Approach. The team shipped an Actionable RAG assistant embedded in the EHR sidebar:

  • Claim contract:

    {
      "member_id": "string",
      "procedure_cpt": "string",
      "requires_prior_auth": true,
      "policy_ref": "doc-id#line-start-end",
      "next_action": "create_case|schedule|no_action",
      "notes": "string"
    }
    
  • Retrieval policy v3: only payer-docs tagged certified:true, recency ≤ 180 days, member’s payer only; fetch K=8 passages; diversity penalty 0.6; require at least one span proving (a) procedure coverage and (b) prior-auth clause; conflict resolution newer>older, payer>third-party summaries.

  • Citation rules: minimal spans for both coverage and prior-auth clause; block output if any required span missing.

  • Tool policy: if requires_prior_auth:true, call CreatePriorAuthCase with idempotency key; if facility scheduling allowed, call ScheduleAppt only after case creation returns a receipt.

Workflow. A coordinator selects a patient and CPT code. The assistant retrieves certified policy spans, produces a structured decision with two citations, and—when appropriate—opens a prior-auth case and schedules the appointment. The UI shows the decision, the two highlighted policy sentences, and the case ID link.

Controls and safety.

  • If no certified doc ≤180 days exists, the assistant declines and prompts the coordinator to request an updated policy link.

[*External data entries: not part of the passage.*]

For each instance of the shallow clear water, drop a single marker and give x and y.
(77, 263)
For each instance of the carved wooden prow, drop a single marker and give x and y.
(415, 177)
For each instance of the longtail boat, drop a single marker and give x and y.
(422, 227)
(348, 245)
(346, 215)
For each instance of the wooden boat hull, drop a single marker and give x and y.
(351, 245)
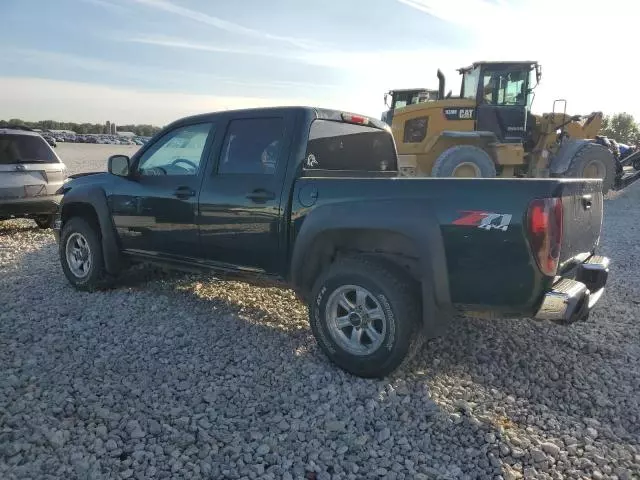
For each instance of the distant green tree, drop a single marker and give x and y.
(621, 127)
(81, 128)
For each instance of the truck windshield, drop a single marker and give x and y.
(345, 146)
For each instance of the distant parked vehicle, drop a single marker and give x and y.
(30, 175)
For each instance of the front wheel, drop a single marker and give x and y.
(81, 255)
(365, 316)
(594, 161)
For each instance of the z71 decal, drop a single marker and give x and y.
(484, 220)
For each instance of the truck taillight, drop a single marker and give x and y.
(544, 222)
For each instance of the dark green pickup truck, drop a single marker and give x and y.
(312, 197)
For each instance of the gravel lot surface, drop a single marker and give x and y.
(180, 377)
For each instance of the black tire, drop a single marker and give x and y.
(397, 297)
(96, 276)
(589, 155)
(44, 221)
(455, 157)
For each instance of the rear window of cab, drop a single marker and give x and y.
(336, 145)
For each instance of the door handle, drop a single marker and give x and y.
(184, 192)
(260, 195)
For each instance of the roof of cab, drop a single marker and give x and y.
(322, 113)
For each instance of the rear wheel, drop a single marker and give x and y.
(464, 161)
(594, 161)
(81, 255)
(365, 316)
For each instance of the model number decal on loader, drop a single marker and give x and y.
(459, 113)
(484, 220)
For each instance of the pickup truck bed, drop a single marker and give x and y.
(311, 197)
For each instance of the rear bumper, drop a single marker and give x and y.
(571, 299)
(21, 207)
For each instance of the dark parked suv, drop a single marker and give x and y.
(30, 175)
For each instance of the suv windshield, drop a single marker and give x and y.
(345, 146)
(16, 148)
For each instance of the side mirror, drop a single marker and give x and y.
(119, 165)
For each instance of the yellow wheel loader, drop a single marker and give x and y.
(489, 130)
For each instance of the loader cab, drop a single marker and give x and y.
(401, 98)
(503, 92)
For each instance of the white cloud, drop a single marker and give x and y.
(108, 5)
(40, 99)
(225, 25)
(584, 46)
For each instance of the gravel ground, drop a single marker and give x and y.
(171, 376)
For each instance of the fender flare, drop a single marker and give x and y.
(94, 197)
(414, 220)
(561, 160)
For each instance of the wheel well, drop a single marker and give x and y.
(83, 210)
(389, 246)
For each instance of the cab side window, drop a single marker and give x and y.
(179, 152)
(252, 146)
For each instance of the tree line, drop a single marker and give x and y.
(81, 128)
(622, 128)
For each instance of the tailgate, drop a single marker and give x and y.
(30, 180)
(582, 204)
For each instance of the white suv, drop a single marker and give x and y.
(30, 176)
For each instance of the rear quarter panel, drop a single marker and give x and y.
(489, 265)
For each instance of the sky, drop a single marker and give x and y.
(152, 61)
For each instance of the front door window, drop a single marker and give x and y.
(179, 152)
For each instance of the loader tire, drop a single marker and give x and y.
(594, 161)
(465, 161)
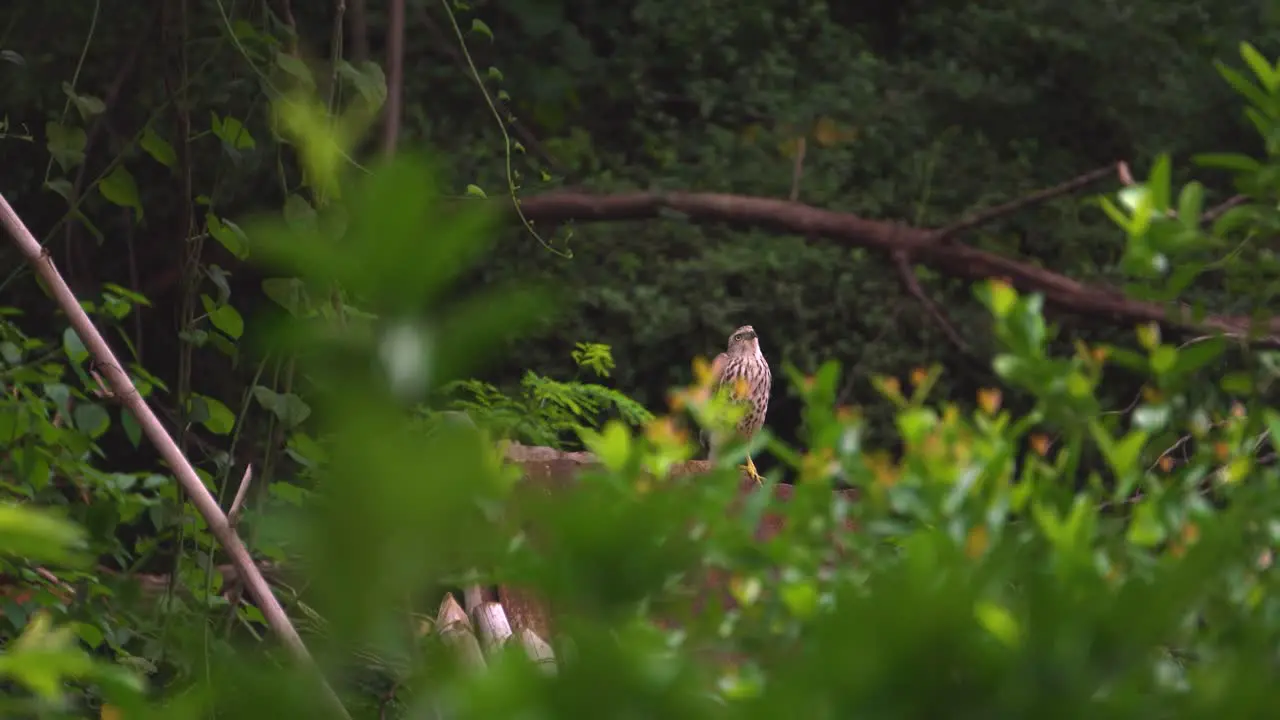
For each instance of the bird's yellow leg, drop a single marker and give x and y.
(750, 470)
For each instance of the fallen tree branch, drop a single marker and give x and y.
(913, 286)
(123, 391)
(1027, 201)
(888, 237)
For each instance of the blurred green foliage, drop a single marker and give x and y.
(1027, 547)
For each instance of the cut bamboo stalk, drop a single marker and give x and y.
(123, 390)
(493, 627)
(538, 650)
(455, 629)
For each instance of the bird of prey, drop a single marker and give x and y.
(744, 370)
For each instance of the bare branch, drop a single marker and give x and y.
(123, 390)
(919, 244)
(1023, 203)
(238, 504)
(394, 77)
(913, 286)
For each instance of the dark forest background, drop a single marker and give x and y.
(912, 112)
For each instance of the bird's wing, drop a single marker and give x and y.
(718, 365)
(717, 379)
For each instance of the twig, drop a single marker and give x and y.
(394, 76)
(798, 169)
(1221, 208)
(1027, 201)
(1206, 217)
(127, 393)
(237, 504)
(913, 286)
(526, 137)
(880, 236)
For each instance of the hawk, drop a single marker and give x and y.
(744, 370)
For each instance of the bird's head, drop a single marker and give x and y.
(744, 341)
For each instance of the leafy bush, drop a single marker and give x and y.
(1063, 561)
(548, 411)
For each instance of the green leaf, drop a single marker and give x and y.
(73, 346)
(800, 598)
(286, 292)
(298, 214)
(158, 147)
(62, 186)
(131, 427)
(479, 27)
(1237, 383)
(1159, 182)
(1120, 455)
(1228, 162)
(288, 408)
(1198, 355)
(1261, 67)
(91, 419)
(1162, 359)
(122, 190)
(223, 317)
(999, 621)
(232, 132)
(1151, 418)
(229, 235)
(87, 105)
(612, 445)
(368, 80)
(67, 145)
(216, 417)
(1191, 203)
(1238, 82)
(296, 68)
(32, 534)
(1146, 529)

  • All PHI is masked in free-text notes; only IDs appear in logs.

  • Golden traces include edge cases (Medicare Advantage carve-outs, pediatric exceptions, after-hours imaging).

  • Every deployment change rides behind a feature flag with a canary at one clinic before regional rollout.

Results (first 8 weeks).

  • Median decision time: 14:12 → 3:05 (−78%).

  • Audit exceptions: −61%, thanks to minimal-span citations.

  • Coordinator satisfaction: +22 NPS points.

  • $ per accepted decision: −34%, driven by smaller contexts, higher cache hits, and fewer human escalations.

  • Incidents: one stale payer PDF caused bad declines for 90 minutes; rollback targeted the retrieval corpus commit (no prompt/model change), validated via trace replays.

Lessons learned.

  • The biggest win wasn’t clever prompting; it was policy governance plus span-level citations.

  • Diversity-penalized retrieval prevented the model from seeing eight copies of the same paragraph.

  • Tool receipts turned “probably submitted” into auditable actions.


Conclusion

Actionable RAG reframes retrieval from “add more context” to “prove the claim.” With explicit eligibility rules, minimal-span citations, and tools gated by evidence, generative systems become fast, affordable, and audit-ready. The healthcare deployment above shows the pattern scales beyond demos: fewer errors, faster cycles, happier users, and clean audits—because every answer carried its proof and every action carried its receipt.